Table 1 Comparison between recent studies on bone fracture diagnosis using microwaves.

Conclusion

A DNN algorithm for simultaneous bone fracture classification and crack length estimation is implemented to develop a fully automated bone fracture diagnosis system using the ISM frequency band. This portable system is suitable for emergency situations to help with fast diagnosis when expert radiologists are not available. To circumvent the problem of labeling and data collection from hospitals, we used the S-parameters profile for DNN training instead of X-ray images. Based on numerical simulations, the loss function of the training and validation sets for both classification and regression verified that our DNN was successfully trained without overfitting. Also, the confusion matrix for the test dataset demonstrated that our DNN produces accurate and reliable fracture classification results.
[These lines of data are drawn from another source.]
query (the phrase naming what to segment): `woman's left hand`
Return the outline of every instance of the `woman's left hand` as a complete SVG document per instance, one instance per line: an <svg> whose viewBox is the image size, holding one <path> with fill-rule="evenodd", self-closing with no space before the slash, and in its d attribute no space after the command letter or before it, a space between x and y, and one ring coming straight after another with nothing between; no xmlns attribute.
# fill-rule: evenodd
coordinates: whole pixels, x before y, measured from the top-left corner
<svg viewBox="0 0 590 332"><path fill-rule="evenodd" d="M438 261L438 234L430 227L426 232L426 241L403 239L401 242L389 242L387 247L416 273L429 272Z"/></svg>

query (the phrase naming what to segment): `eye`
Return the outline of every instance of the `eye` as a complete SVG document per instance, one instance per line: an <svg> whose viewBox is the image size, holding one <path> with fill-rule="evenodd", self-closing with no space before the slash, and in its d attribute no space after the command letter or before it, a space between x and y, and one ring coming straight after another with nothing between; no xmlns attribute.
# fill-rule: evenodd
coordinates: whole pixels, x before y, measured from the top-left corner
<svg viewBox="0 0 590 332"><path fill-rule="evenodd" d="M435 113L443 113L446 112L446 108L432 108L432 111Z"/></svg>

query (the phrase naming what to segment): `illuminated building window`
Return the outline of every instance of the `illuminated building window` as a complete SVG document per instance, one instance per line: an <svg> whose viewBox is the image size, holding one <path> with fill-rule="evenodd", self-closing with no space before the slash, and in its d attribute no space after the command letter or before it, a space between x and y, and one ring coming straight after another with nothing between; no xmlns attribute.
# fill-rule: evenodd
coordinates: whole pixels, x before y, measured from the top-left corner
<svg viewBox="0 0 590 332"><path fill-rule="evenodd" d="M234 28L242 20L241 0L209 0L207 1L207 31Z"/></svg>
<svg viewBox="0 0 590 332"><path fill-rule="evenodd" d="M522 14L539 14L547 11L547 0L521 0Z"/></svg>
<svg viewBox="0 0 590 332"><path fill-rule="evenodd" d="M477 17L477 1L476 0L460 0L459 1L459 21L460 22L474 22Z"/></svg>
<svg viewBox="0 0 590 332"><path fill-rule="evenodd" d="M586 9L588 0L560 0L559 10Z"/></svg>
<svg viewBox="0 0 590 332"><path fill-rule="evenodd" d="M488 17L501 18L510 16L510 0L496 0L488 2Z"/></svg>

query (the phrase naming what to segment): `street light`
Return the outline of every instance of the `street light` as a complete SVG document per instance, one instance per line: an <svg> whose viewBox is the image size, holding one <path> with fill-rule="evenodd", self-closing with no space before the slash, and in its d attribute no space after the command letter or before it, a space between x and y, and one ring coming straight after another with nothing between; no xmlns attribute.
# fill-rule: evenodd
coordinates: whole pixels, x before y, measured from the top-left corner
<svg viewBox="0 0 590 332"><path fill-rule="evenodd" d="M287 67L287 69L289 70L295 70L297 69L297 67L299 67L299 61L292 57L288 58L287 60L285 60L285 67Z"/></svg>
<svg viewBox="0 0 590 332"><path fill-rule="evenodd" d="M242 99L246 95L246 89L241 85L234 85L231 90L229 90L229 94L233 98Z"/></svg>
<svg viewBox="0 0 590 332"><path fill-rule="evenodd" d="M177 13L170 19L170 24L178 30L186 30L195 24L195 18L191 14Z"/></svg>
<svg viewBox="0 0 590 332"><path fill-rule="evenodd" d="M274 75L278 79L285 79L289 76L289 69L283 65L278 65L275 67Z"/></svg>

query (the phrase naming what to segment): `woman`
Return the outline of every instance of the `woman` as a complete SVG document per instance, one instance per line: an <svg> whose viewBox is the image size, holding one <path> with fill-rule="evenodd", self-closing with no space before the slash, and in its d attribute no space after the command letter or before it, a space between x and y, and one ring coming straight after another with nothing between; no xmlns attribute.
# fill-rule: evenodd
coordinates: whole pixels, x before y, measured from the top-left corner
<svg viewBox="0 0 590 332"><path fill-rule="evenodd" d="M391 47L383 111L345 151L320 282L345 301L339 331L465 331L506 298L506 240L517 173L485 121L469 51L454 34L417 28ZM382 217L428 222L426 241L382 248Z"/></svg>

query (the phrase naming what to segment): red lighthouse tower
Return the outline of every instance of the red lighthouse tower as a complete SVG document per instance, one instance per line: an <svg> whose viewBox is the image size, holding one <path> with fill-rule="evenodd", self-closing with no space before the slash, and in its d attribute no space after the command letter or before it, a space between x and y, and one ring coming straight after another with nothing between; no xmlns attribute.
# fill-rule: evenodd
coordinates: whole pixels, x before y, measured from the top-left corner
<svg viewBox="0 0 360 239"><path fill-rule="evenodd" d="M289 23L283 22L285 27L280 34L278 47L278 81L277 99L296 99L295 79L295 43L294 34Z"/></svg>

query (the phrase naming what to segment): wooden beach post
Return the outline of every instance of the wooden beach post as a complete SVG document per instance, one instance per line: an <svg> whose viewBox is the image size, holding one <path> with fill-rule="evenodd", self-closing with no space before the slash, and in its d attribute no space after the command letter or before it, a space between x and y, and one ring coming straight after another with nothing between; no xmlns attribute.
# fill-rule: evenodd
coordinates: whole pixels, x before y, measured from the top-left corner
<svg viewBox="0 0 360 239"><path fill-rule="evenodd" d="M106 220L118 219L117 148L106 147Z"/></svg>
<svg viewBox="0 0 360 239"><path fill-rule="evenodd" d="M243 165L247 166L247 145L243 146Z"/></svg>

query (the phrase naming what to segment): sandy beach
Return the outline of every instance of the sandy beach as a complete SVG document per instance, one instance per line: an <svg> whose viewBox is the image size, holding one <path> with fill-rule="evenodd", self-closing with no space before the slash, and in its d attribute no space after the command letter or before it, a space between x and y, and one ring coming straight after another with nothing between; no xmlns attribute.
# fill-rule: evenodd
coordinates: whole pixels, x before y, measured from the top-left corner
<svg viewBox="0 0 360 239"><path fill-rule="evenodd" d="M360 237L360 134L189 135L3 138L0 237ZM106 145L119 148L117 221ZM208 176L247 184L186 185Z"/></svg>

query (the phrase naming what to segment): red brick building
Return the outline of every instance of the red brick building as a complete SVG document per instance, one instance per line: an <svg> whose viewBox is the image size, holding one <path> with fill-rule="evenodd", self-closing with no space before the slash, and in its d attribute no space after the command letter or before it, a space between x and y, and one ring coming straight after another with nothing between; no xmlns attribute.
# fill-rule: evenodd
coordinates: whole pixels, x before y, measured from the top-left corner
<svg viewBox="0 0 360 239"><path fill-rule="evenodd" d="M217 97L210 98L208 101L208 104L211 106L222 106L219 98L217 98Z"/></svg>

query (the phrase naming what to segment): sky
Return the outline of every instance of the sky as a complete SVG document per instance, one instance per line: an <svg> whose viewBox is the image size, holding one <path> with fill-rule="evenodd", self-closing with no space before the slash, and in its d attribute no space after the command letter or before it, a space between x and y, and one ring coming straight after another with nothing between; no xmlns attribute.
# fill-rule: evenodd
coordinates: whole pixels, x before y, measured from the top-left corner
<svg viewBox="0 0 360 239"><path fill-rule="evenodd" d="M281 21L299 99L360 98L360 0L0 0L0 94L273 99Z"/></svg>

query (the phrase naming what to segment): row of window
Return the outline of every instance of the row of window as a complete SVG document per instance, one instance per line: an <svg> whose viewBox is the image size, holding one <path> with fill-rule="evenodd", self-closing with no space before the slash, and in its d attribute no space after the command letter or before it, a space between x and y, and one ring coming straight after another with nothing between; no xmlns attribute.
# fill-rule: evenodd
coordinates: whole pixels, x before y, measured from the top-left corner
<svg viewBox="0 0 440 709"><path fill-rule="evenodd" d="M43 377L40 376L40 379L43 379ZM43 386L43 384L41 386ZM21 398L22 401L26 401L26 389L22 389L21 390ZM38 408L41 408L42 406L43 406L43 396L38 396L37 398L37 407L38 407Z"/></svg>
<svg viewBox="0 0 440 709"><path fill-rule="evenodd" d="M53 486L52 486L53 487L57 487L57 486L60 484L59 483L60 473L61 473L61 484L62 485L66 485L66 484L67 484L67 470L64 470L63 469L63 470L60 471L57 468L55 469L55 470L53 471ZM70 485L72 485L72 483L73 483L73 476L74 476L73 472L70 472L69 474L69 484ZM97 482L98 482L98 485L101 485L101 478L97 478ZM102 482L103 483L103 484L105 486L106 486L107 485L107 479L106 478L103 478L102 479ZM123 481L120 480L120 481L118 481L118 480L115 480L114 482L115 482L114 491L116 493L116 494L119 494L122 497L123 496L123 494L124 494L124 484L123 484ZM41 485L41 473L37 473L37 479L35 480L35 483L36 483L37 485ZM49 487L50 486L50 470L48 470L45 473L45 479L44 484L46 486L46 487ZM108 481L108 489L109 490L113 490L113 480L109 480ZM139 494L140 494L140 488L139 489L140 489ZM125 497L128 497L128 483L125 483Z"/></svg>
To experimentally validate our results, sheep femur bones with a diameter similar to a human arm bone were used. A liquid phantom is utilized to mimic the exact human tissue model at the ISM frequency band. Our experiments demonstrated that the proposed network successfully classifies several fracture types. Also, it can successfully estimate the dimensions of the cracks for larger crack lengths. It should be emphasized that our DNN has the ability to diagnose different types of fractures in various anatomical regions.

We believe that our proposed fully-automated approach can pave the way for inexpensive, compact, and portable fracture diagnosis since it needs only two simple monopole antennas coupled through a VNA. In fact, it is conceivable that with proper training, our detection modality may be able to detect hairline fractures which are typically difficult to detect using X-rays.